Brothers & Sisters
Tue, 12 Feb 2019 17:14:22 GMT
I am an optimist. I’m also a creative person who believes in the power of creativity. My life has been somehow changed by the music of Bjork and Thom Yorke and A Tribe called Quest, the films of Denis Villeneuve, the art of Marc Rothko...
Despite the endless waves of redundancies across the ad industry, I believe ultimately it’s creativity that will drag us out of the bad times and back into the sunlight. And the music and TV industries are a beacon of light for us.
Ten years ago, both were bumping along the bottom seemingly without hope.
TV is dead, said the experts. No-one will ever watch anything longer than two minutes again. And as for the record industry. We’ve given away the entire history of recorded music for free on the streaming services. No-one will ever make money from music ever again. And yet new figures out this month from the Entertainment Retailers’ Association show that UK consumers spent £1.33bn on recorded music in 2018, an annual increase of more than £100m for the second year in a row. The growth was driven by a massive 37.7% rise in subscription streaming revenues. And the TV industry has entered arguably the greatest boom period in its history, thanks to the extraordinary investment in box sets.
So what happened?
Well creativity won, that’s what. Quality rose to the top, like it always does. And technology helped make it happen.
Back in the day, gatekeepers like radio DJs and NME journalists gave fans permission to like the output of an artist, acting as an intermediary in the relationship. Today, the streaming services, offer a direct feedback loop between artist and fan. They speak with their votes and clicks. A record industry leader described a process he called ‘creative Darwinism’ playing out on Spotify. If it’s no good, it gets rejected. The quality rises to the top. It supports the conditions for creative excellence to thrive.

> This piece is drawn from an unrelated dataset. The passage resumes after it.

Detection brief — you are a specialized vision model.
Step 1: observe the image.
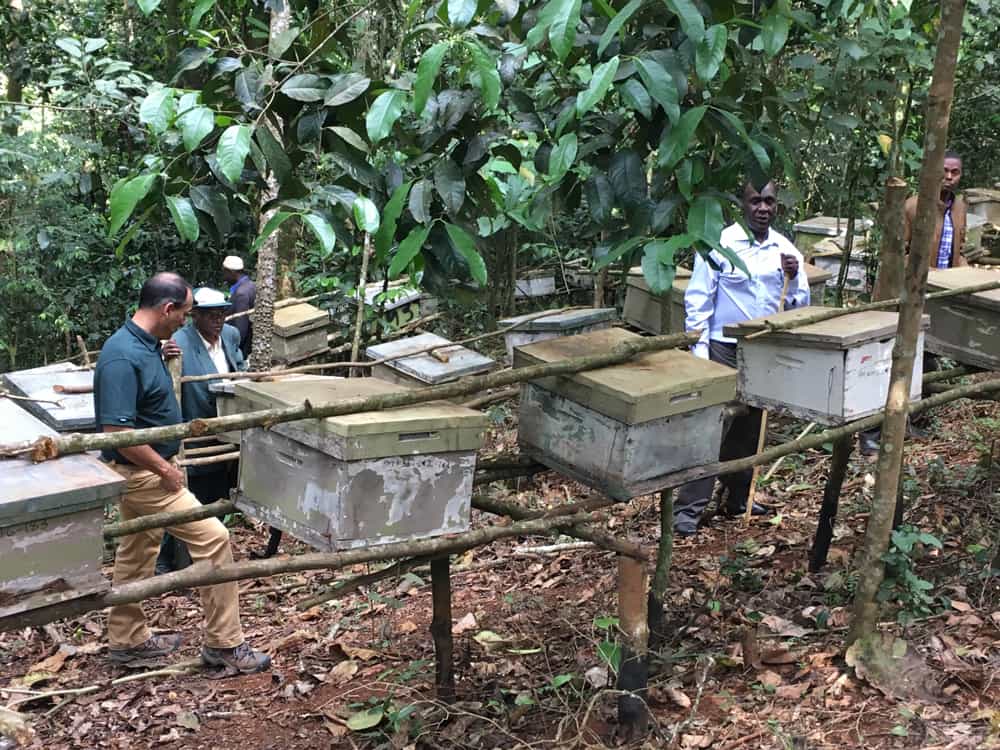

Dua Lipa’s 'Rules' or Ariana Grande’s 'God is a Woman' rack up squillions of listens because they’re damn good songs. The platform learns and feeds the fan’s love of particular genres, sounds, artists, and the love deepens. And as a result, streaming has reached a critical mass of volume, where it’s paying back financially.
TV’s creative renaissance is well documented and utterly extraordinary. And again technology is playing a huge part in bolstering confidence. Netflix use viewing data to influence their commissioning process. It gives them the confidence to know that a story about x, directed by y and starring z, will probably resonate with a vast swathe of people. And that gives commissioners the confidence to give writers and directors a freedom they’ve never previously been afforded; creating a depth of character and story that magnetises viewer interest across 10 or even 15 hours of narrative. Thus they begin treating audiences with more intelligence and sophistication, whilst being able to concentrate harder than ever.
In both worlds, ownership of the platform and the data gives the industry confidence to invest in creativity. Because it works.
Our problem in the ad industry is that we don’t own our own platform. We fit into the cracks of other peoples’ platforms: YouTube, Spotify, commercial television. The data we have access to is vague and sporadic and too often it gets used as a brake to hold back creativity and play it safe.
Brilliant, game-changing creativity will revive our industry, and usher in a new golden age. I have zero worries about that. But first we need to devise a way for the data to give clients confidence in the power of creativity, to believe in a formula that works, so that clients can give us the freedom to run wild within it - just like those musicians and filmmakers.